Many reasons can be given for Shakespeare's appeal. But his fame basically is on his understanding of human nature. Shakespeare understood people as few other artists have. He could see in a specific dramatic situation the qualities that relate to all people. He could create characters that have meaning beyond the time and place of his plays. Yet his characters are not symbolic figures. They are normal individual people. They struggle just as people do in real life, sometimes successfully and sometimes with painful and tragic failure.
Shakespeare wrote at least 37 plays, which have been comedies, histories, and tragedies. These plays contain vivid characters of all types. Kings, pickpockets, drunkards, generals, hired killers, shepherds, and philosophers all mingle in Shakespeare's works.
In addition to his deep understanding of human nature, Shakespeare had knowledge in a wide variety of other subjects. These subjects include music, law, the Bible, military science, the stage, art, politics, the sea, history, hunting, woodcraft, and sports.

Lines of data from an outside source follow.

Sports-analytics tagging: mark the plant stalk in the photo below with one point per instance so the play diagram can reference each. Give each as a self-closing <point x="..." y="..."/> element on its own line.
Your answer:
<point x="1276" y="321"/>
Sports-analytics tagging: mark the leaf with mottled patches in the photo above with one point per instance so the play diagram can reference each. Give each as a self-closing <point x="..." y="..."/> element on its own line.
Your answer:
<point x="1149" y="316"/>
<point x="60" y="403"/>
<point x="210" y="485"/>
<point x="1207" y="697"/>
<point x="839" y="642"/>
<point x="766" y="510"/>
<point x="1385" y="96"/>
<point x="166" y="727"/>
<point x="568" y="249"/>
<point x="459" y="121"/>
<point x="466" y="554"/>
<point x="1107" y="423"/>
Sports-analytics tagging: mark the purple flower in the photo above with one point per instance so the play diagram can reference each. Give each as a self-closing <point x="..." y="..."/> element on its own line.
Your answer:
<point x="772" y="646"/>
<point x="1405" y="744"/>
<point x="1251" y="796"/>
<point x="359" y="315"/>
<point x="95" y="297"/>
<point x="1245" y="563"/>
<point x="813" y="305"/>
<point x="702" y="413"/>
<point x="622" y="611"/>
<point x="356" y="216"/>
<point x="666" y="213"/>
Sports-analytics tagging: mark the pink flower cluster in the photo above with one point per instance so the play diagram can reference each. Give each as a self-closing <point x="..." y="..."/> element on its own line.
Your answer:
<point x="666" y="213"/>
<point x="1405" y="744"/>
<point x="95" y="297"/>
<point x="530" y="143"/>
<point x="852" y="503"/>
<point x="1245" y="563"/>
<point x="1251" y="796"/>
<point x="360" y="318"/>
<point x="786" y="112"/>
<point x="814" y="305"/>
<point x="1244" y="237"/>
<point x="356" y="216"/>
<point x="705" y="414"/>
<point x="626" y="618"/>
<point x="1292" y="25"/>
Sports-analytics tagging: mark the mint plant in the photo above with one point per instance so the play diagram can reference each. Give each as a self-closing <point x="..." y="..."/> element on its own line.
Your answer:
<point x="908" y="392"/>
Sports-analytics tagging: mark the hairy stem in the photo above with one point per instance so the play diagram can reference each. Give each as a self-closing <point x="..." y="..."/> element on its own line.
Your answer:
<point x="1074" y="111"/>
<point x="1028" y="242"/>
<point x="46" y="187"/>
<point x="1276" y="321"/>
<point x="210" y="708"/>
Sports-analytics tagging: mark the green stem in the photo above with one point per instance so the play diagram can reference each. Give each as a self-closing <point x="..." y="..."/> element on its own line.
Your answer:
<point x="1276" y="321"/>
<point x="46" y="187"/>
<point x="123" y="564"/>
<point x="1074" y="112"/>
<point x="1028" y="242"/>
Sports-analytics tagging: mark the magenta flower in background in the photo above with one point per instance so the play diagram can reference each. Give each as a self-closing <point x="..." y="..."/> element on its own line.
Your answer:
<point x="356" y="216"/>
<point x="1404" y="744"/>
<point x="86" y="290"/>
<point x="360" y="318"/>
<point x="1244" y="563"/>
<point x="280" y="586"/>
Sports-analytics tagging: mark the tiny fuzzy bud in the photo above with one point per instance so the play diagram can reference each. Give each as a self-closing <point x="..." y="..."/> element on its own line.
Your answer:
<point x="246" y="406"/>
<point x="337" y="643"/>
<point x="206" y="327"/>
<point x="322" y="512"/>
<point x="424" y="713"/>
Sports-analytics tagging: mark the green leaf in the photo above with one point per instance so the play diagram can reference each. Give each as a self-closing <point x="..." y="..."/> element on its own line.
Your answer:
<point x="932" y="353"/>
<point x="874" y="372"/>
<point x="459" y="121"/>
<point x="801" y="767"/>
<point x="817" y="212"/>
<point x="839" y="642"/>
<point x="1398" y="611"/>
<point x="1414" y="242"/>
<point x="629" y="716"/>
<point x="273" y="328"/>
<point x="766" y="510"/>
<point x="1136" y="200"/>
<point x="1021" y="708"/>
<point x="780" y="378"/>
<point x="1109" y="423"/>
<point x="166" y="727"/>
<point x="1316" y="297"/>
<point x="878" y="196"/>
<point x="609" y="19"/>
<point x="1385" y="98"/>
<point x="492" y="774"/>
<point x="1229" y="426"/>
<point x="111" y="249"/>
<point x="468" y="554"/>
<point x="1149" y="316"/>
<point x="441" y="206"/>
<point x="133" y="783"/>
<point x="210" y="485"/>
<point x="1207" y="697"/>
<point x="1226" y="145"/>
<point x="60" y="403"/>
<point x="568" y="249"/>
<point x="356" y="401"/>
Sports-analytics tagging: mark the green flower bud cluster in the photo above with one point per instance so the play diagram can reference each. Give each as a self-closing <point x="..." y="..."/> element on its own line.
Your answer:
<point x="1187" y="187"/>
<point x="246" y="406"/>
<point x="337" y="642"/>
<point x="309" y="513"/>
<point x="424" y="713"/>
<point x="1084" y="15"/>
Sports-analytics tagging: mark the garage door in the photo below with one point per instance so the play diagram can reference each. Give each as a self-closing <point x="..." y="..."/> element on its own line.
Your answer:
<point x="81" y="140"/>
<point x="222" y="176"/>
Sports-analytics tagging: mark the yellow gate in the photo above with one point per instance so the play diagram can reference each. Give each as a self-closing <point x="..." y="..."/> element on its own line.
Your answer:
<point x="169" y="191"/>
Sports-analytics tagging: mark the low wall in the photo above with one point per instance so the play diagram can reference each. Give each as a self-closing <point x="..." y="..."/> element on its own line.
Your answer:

Yet as far as scholars know, Shakespeare had no professional experience in any thing other then theater.
Shortly after he married at the age of 18, Shakespeare left Stratford to seek his fortune in the theatrical world of London. Within a few years, he had become one of the city's leading actors and playwrights. By 1612, when he seems to have partially retired to Stratford, Shakespeare had become England's most popular playwright.
Shakespeare has had enormous influence on culture throughout the world. All the things he wrote have helped shape the literature of all English-speaking countries. He freely experimented with grammar and vocabulary and that helped prevent literary English from becoming fixed and artificial. Many words and phrases from Shakespeare's plays and poems have become part of our everyday speech. They are used by millions of people who are unaware that Shakespeare created them. For example, Shakespeare originated such familiar phrases as fair play, a foregone conclusion, catch cold, and disgraceful conduct. As far as scholars can tell, Shakespeare also invented such common words as assassination, bump, eventful, and lonely.
Many people can identify lines and passages as Shakespeare's even though they have never seen or read one of his plays. Examples include "To be, or not to be," "Friends, Romans, countrymen, lend me your ears," and "A horse! A horse! My kingdom for a horse!" Shakespeare's genius as a poet enabled him to express an idea both briefly and colorfully. In his tragedy Othello, for example, he described jealousy as "the green-eyed monster, which doth mock the meat it feeds on." In the tragedy King Lear, Shakespeare described a daughter's ingratitude toward her father as "sharper than a serpent's tooth." (World Book Encyclopedia).
Shakespeare's widespread influence reflects his astonishing popularity. His plays have been a vital part of the theater in the Western world since they were written more than 300 years ago. Through the years, most serious actors and actresses have considered the major roles of Shakespeare to be the supreme test of their art.